In Halide, the concept was great, yet the problems in kernel development were moved to the side of "scheduling", i.e. determining tiling/vectorization/parallellization for the kernel runs.

rfoo•1y ago
I'd recommend having a "gemm with a twist" [0] example in the README.md instead of having an element-wise example. It's pretty hard to evaluate how helpful this is for AI otherwise.

[0] For example, gemm but the lhs is in fp8 e4m3 and rhs is in bf16 and we want fp32 accumulation, output to bf16 after applying GELU.

ashvardanian•1y ago
Agreed! I was looking through the summation example < https://github.com/tracel-ai/cubecl/blob/main/examples/sum_t...> and it seems like the primary focus is on the more traditional pre-2018 GPU programming without explicit warp-level operations, asynchrony, atomics, barriers, or countless tensor-core operations.

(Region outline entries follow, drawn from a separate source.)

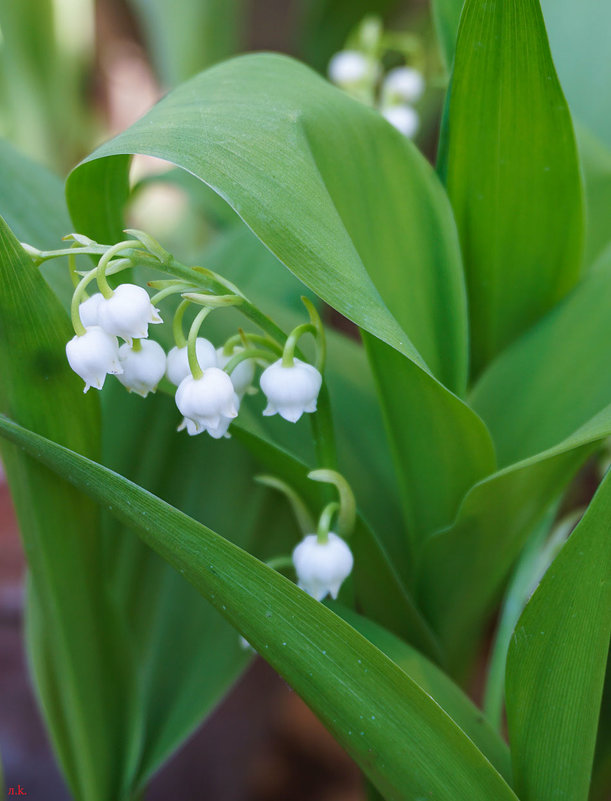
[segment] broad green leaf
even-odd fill
[[[430,472],[418,469],[416,455],[402,454],[405,507],[415,510],[415,526],[434,506],[435,522],[449,522],[494,460],[481,420],[427,369],[463,390],[466,314],[447,199],[413,145],[302,65],[245,56],[171,92],[72,173],[67,192],[79,229],[98,237],[114,226],[118,235],[120,193],[108,195],[99,227],[87,211],[89,193],[106,183],[125,186],[121,159],[135,152],[165,158],[209,184],[319,297],[407,357],[386,357],[381,345],[372,346],[383,402],[395,375],[408,388],[400,409],[386,408],[389,428],[393,436],[401,432],[402,445],[413,435],[433,450],[439,426],[451,425],[458,445],[444,441],[431,458],[439,484],[456,490],[459,475],[463,485],[441,508]]]
[[[0,416],[3,436],[137,528],[276,669],[391,801],[515,801],[472,741],[348,624],[160,499]]]
[[[4,221],[0,256],[0,408],[97,456],[97,399],[83,398],[65,361],[69,323]],[[121,653],[125,642],[117,610],[100,576],[98,511],[18,450],[5,445],[2,458],[34,588],[29,611],[44,634],[32,651],[32,668],[46,696],[43,710],[53,745],[77,797],[122,798],[129,655]],[[47,696],[45,690],[52,692]]]
[[[581,269],[577,149],[538,0],[465,3],[444,145],[477,376]]]
[[[130,0],[157,76],[176,86],[233,55],[240,45],[242,0]]]
[[[571,111],[611,148],[611,7],[599,0],[541,0],[541,7]]]
[[[475,386],[501,467],[553,447],[611,402],[610,339],[611,248]]]
[[[427,542],[419,600],[455,674],[473,657],[472,644],[533,528],[610,434],[611,405],[559,445],[476,484],[455,523]]]
[[[456,34],[463,0],[432,0],[432,7],[439,49],[446,69],[450,72],[454,62]]]
[[[125,163],[99,159],[132,153],[197,175],[323,300],[450,386],[464,386],[465,300],[451,211],[424,158],[372,109],[283,56],[225,62],[170,92],[76,168],[67,196],[79,229],[92,233],[93,184],[114,186],[124,173]],[[99,233],[96,220],[92,235]],[[343,291],[347,283],[358,303]]]
[[[587,266],[611,243],[611,145],[605,147],[583,126],[576,127],[585,183]]]
[[[550,536],[551,527],[558,514],[558,506],[558,503],[552,504],[541,523],[529,536],[508,582],[501,605],[494,642],[490,649],[483,704],[486,719],[497,730],[500,730],[503,725],[505,665],[516,623],[524,611],[533,589],[541,581],[541,576],[550,566],[558,549],[566,541],[575,522],[572,520],[569,527],[563,524],[559,532],[556,529],[553,536]]]
[[[454,682],[419,651],[395,637],[386,629],[372,623],[340,604],[327,604],[337,615],[377,646],[392,661],[427,692],[447,712],[464,733],[511,784],[511,761],[507,744],[486,722],[480,709]]]
[[[281,476],[313,510],[322,507],[320,485],[308,481],[308,467],[248,427],[234,426],[235,436],[266,471]],[[434,635],[414,604],[384,546],[361,515],[350,542],[355,556],[353,580],[359,608],[437,662],[442,657]]]
[[[524,610],[507,659],[523,801],[586,801],[611,634],[611,473]]]
[[[220,448],[176,433],[179,417],[169,398],[144,401],[117,382],[102,400],[109,467],[192,516],[205,515],[244,547],[254,547],[270,519],[272,532],[285,522],[254,486],[254,466],[236,443]],[[232,503],[234,492],[252,495],[247,508]],[[135,791],[218,703],[249,655],[192,586],[133,531],[105,518],[104,572],[134,652],[136,745],[128,782]]]

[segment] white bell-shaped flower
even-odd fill
[[[148,292],[137,284],[121,284],[98,309],[99,325],[109,334],[130,345],[133,339],[146,339],[149,323],[162,323]]]
[[[119,362],[119,343],[99,325],[85,330],[81,336],[74,336],[66,345],[68,364],[89,387],[102,389],[108,373],[120,375],[123,372]]]
[[[329,62],[329,79],[338,86],[353,86],[370,71],[367,56],[358,50],[340,50]]]
[[[395,67],[384,78],[382,93],[386,97],[415,103],[423,92],[424,77],[413,67]]]
[[[218,367],[204,370],[201,378],[188,375],[176,390],[176,405],[185,418],[181,428],[186,427],[191,436],[219,429],[223,418],[238,416],[235,397],[231,379]]]
[[[352,570],[352,551],[341,537],[329,532],[327,542],[308,534],[293,551],[297,583],[308,595],[322,601],[326,595],[337,598]]]
[[[208,367],[218,367],[216,359],[216,351],[212,342],[208,342],[204,337],[197,337],[195,341],[195,353],[197,354],[197,361],[202,370]],[[221,365],[222,366],[222,365]],[[168,353],[166,376],[175,386],[191,374],[189,369],[189,357],[187,355],[187,346],[183,348],[174,347]]]
[[[311,364],[295,359],[292,367],[284,367],[282,359],[270,364],[261,375],[261,389],[267,398],[263,414],[279,414],[289,423],[296,423],[304,412],[316,411],[322,376]]]
[[[408,139],[416,135],[420,126],[418,112],[411,106],[388,106],[382,109],[382,116]]]
[[[225,353],[223,353],[223,348],[218,348],[216,351],[216,358],[219,367],[225,367],[225,365],[228,364],[231,359],[233,359],[236,353],[239,353],[242,350],[244,350],[244,348],[234,348],[233,352],[227,356]],[[243,362],[240,362],[238,366],[231,371],[229,378],[231,378],[233,388],[240,398],[250,388],[254,377],[255,363],[252,359],[244,359]]]
[[[157,389],[165,373],[165,351],[152,339],[140,340],[140,350],[127,342],[119,348],[119,361],[123,372],[117,376],[130,392],[146,398]]]
[[[84,300],[79,306],[79,317],[85,328],[92,325],[99,325],[99,312],[100,303],[104,301],[104,295],[101,292],[96,292],[87,300]]]

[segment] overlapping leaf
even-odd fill
[[[611,634],[611,473],[514,632],[507,721],[523,801],[588,798]]]
[[[428,541],[420,598],[456,674],[473,656],[470,649],[529,533],[609,434],[611,406],[559,445],[477,484],[456,522]]]
[[[121,192],[108,194],[100,226],[87,211],[89,192],[125,186],[122,159],[136,152],[212,186],[316,294],[407,357],[371,346],[388,426],[401,440],[408,524],[420,539],[428,510],[434,524],[449,523],[494,457],[481,420],[427,369],[464,388],[465,300],[447,200],[413,146],[307,68],[242,57],[170,93],[73,172],[68,199],[79,229],[99,237],[114,226],[118,236]],[[405,389],[400,408],[389,402],[395,377]],[[455,435],[436,453],[446,422]],[[432,453],[436,483],[448,487],[443,503],[429,466],[405,450],[411,436]]]
[[[384,797],[515,801],[417,684],[294,584],[116,473],[5,417],[0,428],[137,528],[298,690]]]
[[[538,0],[465,3],[441,163],[478,375],[581,269],[577,149]]]
[[[610,299],[611,249],[476,385],[500,466],[553,447],[611,401]]]

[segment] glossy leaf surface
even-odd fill
[[[611,473],[516,626],[507,720],[523,801],[588,798],[611,634]]]
[[[408,522],[416,539],[427,533],[428,510],[436,510],[433,523],[449,522],[494,460],[481,420],[427,369],[464,388],[465,299],[447,199],[411,143],[302,65],[241,57],[171,92],[72,173],[68,199],[81,230],[107,234],[114,226],[118,236],[120,154],[135,152],[172,161],[212,186],[319,297],[407,357],[387,357],[375,345],[388,427],[400,433],[402,448],[411,435],[427,443],[436,482],[449,488],[446,508],[429,467],[402,451]],[[87,202],[105,185],[108,213],[98,225]],[[389,402],[395,376],[407,393],[401,408]],[[446,423],[455,439],[438,453]]]
[[[538,0],[467,0],[446,134],[478,375],[581,269],[577,149]]]
[[[501,776],[426,693],[294,584],[101,465],[4,416],[0,428],[136,527],[295,687],[384,797],[515,801]]]

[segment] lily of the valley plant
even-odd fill
[[[78,801],[141,797],[253,652],[372,798],[607,797],[608,154],[537,0],[452,5],[436,170],[418,49],[371,21],[337,86],[269,54],[179,85],[65,205],[0,146],[2,457]],[[128,227],[133,154],[233,209],[197,260]]]

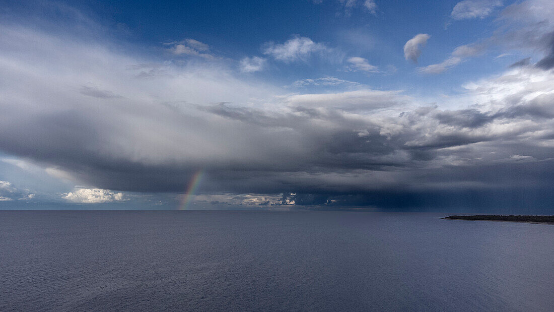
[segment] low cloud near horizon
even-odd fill
[[[243,74],[261,70],[265,59],[242,59],[237,69],[239,61],[209,56],[209,46],[192,39],[164,48],[202,62],[157,62],[94,40],[2,29],[0,150],[89,186],[65,193],[70,202],[112,202],[126,192],[183,193],[201,171],[199,196],[206,202],[553,202],[554,73],[546,58],[544,66],[506,68],[431,100],[329,76],[297,82],[350,89],[291,93]],[[419,34],[407,42],[406,59],[417,62],[429,38]],[[262,52],[288,63],[329,49],[294,37]],[[352,70],[378,70],[361,57],[346,62]]]

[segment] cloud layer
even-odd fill
[[[94,40],[2,25],[0,150],[88,186],[63,195],[71,202],[119,201],[123,192],[183,193],[202,171],[199,196],[216,203],[489,204],[514,195],[550,204],[551,25],[526,16],[531,7],[524,4],[502,18],[538,29],[536,37],[510,30],[491,40],[531,43],[541,60],[430,100],[332,76],[294,84],[350,89],[291,93],[239,72],[261,69],[264,59],[213,62],[200,55],[209,48],[192,39],[165,47],[177,60],[153,62]],[[417,61],[429,38],[408,40],[406,59]],[[420,71],[443,71],[488,46],[459,47]],[[295,37],[266,44],[264,54],[283,64],[330,50]],[[346,63],[350,70],[377,70],[361,57]],[[2,198],[16,198],[12,186],[2,185]]]

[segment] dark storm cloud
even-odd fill
[[[282,95],[213,64],[155,64],[163,74],[145,76],[142,60],[4,30],[0,51],[36,48],[0,63],[0,150],[79,184],[183,192],[202,171],[203,192],[273,195],[258,206],[281,193],[281,204],[330,208],[510,193],[551,202],[553,77],[532,67],[477,83],[445,108],[396,90]]]

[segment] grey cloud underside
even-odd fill
[[[140,122],[135,127],[124,116],[108,120],[76,110],[46,116],[9,114],[2,118],[6,135],[0,146],[58,166],[93,185],[123,191],[183,191],[199,169],[206,170],[203,188],[208,192],[371,194],[444,191],[445,186],[460,190],[522,184],[546,187],[554,176],[554,151],[537,143],[554,138],[553,101],[554,96],[545,95],[487,112],[423,107],[381,120],[372,120],[371,113],[366,120],[352,117],[339,109],[296,107],[289,113],[269,114],[226,104],[203,107],[202,117],[193,120],[160,105],[151,118],[174,122],[176,128],[170,129],[179,135],[192,131],[177,128],[181,123],[194,124],[197,133],[211,129],[230,135],[220,135],[228,144],[217,146],[217,157],[162,155],[150,163],[130,159],[115,143],[138,139],[130,135]],[[502,133],[488,128],[516,121],[527,124]],[[399,130],[389,133],[387,127]],[[179,136],[172,140],[179,144]],[[170,152],[150,144],[151,151]],[[522,154],[534,160],[510,160]]]
[[[3,30],[0,150],[79,185],[183,192],[202,170],[201,192],[291,193],[299,205],[552,202],[554,79],[536,67],[476,83],[447,109],[364,86],[283,95],[218,64]]]

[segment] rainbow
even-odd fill
[[[188,205],[191,203],[193,196],[194,195],[194,192],[196,192],[196,189],[198,188],[198,185],[200,184],[200,181],[202,180],[203,175],[204,171],[201,169],[197,171],[192,176],[192,177],[191,178],[191,181],[188,182],[187,191],[184,192],[184,196],[183,196],[182,200],[179,204],[178,208],[179,210],[186,210],[188,207]]]

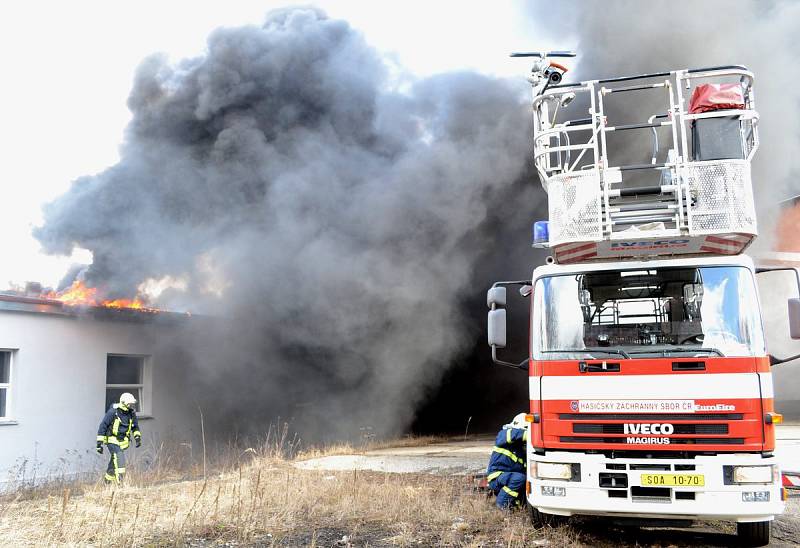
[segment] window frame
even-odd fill
[[[0,353],[8,354],[8,382],[0,382],[0,390],[6,391],[5,411],[0,414],[0,424],[17,424],[14,417],[14,369],[17,351],[14,348],[0,348]]]
[[[122,357],[122,358],[138,358],[141,360],[141,375],[139,378],[139,383],[126,383],[126,384],[109,384],[108,382],[108,359],[111,357]],[[106,378],[105,378],[105,390],[103,392],[105,401],[105,395],[108,394],[109,390],[125,390],[126,392],[134,392],[138,391],[139,396],[137,397],[136,402],[136,415],[139,418],[149,418],[151,417],[152,407],[150,405],[151,395],[152,395],[152,375],[151,375],[151,356],[148,354],[127,354],[123,352],[108,352],[106,354]],[[107,411],[107,409],[104,409]]]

The project feels very nice and it would be great to have more notes in the README on the excluded functionality to better scope its applicability in more advanced GPGPU scenarios.

0x7cfe•1y ago
CubeCL is the computation backend for Burn (https://burn.dev/) - ML framework done by the same team which does all the tensor magic like autodiff, op fusion and dynamic graphs.
nathanielsimard•1y ago
We support warp operations, barriers for Cuda, atomics for most backends, tensor cores instructions as well. It's just not well documented on the readme!
ashvardanian•1y ago
Amazing! Would love to try them! If possible, would also ask for a table translating between CubeCL and CUDA terminology. It seems like CUDA Warps are called Planes in CubeCL, and it’s probably not the only difference.
nathanielsimard•1y ago
One of the main author here, the readme isn't really well up-to-date. We have our own gemm implementation based on CubeCL. It's still moving a lot, but we support tensor cores, use warp operations (Plane Operations in CubeCL), we even added TMA instructions for CUDA.
wingertge•1y ago
We don't yet support newer types like fp8 and fp4, that's actually my next project. I'm the only contributor with the hardware to actually use the new types, so it's a bit bottlenecked on a single person right now. But yes, the example is rather simplistic, should probably work on that some time once I'm done updating the feature set to Blackwell.
lostmsu•1y ago
Isn't there a CPU-based "emulator" in Nvidia dev tools?
wingertge•1y ago
From what I can tell it's not accurate enough to catch a lot of errors in the real world. Maybe an illegal instruction, but not a race condition from a missing sync or a warp divergence on a uniform instruction or other potential issues like that.
bionhoward•1y ago
Praying to the kernel gods for some Rust FP8 training
DarkmSparks•1y ago
wow, what's the downsides to this? It feels like it could be one of the biggest leaps in programming in a long time, does it keep rusts safety aspects? How does it compare with say openCL?
nathanielsimard•1y ago
We have safe and unsafe version for launching kernels where we can ensure that a kernel won't corrupt data elsewhere (and therefore won't create memory error or segfaults). But within a kernel ressources are mutable and shared between GPU cores, since that's how GPUs work.